El sexto punto supone negar la mayor: es falso que las decisiones de la mayoría sean la mejor alternativa posible. Imagine Ud. que padece una grave dolencia y, reunidos los enfermos de la planta séptima del hospital, se decidiera por votación qué tratamiento aplicarle. Sin duda, nadie estaría conforme con este procedimiento médico, pero lo damos por bueno, incluso nos negamos a admitir que pueda existir otro, cuando se trata de determinar quién ha de regir los destinos de la nación, asunto nada baladí ni de menor complejidad que el anterior.
Y el anterior punto entronca con el séptimo: nadie aprecia ni usa adecuadamente lo que nada le cuesta. Por eso existe quien no vota porque no le da la gana, o vota a un candidato porque le parece más guapo o más simpático que otro. Al igual que no permitimos que maneje un helicóptero alguien que no está capacitado para pilotarlo, de idéntico modo no debiéramos tolerar que ostentara el derecho a voto quien no hubiera probado de modo objetivo y fehaciente que puede hacerlo de forma efectiva y consciente, esto es: que para votar fuera preciso haber superado unas pruebas que hicieran merecedor al ciudadano de detentar semejante responsabilidad.

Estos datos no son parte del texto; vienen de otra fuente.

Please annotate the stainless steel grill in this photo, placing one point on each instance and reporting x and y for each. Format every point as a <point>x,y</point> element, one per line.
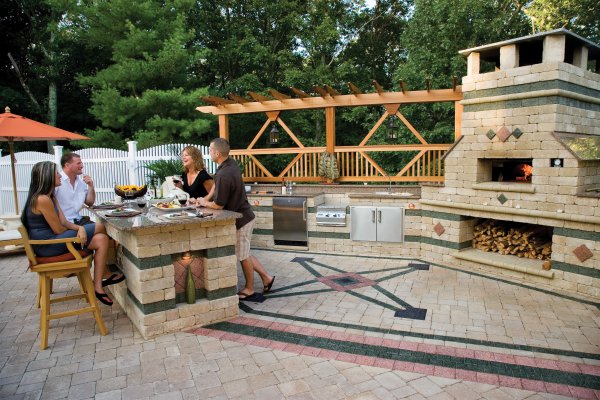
<point>331,215</point>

Por supuesto, nadie acometerá semejante reforma, porque todos desean disponer de un electorado manso y manejable al que engatusar.

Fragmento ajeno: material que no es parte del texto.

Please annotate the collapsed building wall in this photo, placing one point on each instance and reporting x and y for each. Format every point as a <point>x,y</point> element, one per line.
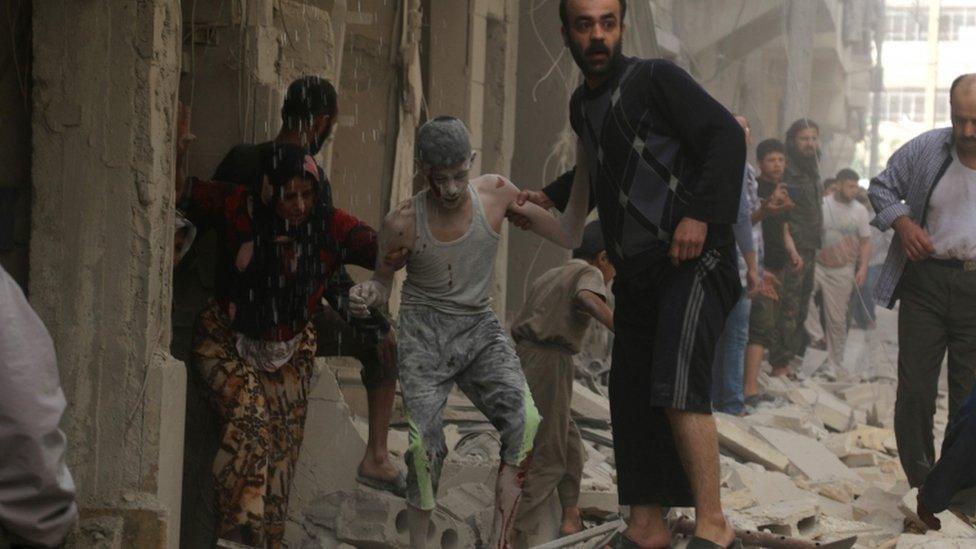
<point>15,154</point>
<point>105,75</point>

El octavo punto postula que tenemos unas instituciones concebidas en la época de la ilustración, obsoletas en la actual. Desde el momento en que los diputados y senadores ejercen de meras máquinas orgánicas de votar, fieles al mandato de sus partidos, supone un dislate y un sangrante derroche mantener abiertas las cámaras. Para el resultado alcanzado, bastaría que votasen un representante de cada partido, cada cual con su voto ponderado por la representación obtenida en las urnas. Más rápido, más barato y podría llevarse a cabo en la terraza de una cafetería con coste cero para el contribuyente. Las injurias de turno, por el Twiter.
Como noveno punto, la peor lacra para el bienestar de la sociedad son los partidos políticos, ya que han contaminado todas las instituciones donde se maneja poder o dinero (¿acaso son diferentes?) del país, y se las reparten de forma alícuota entre sus testaferros.
Como cierre de este decálogo, conclusión y corolario: una vez probado que, que el sistema actual no sólo es injusto, perverso e ineficiente, sino además inviable, ¿quién le pone el cascabel al gato?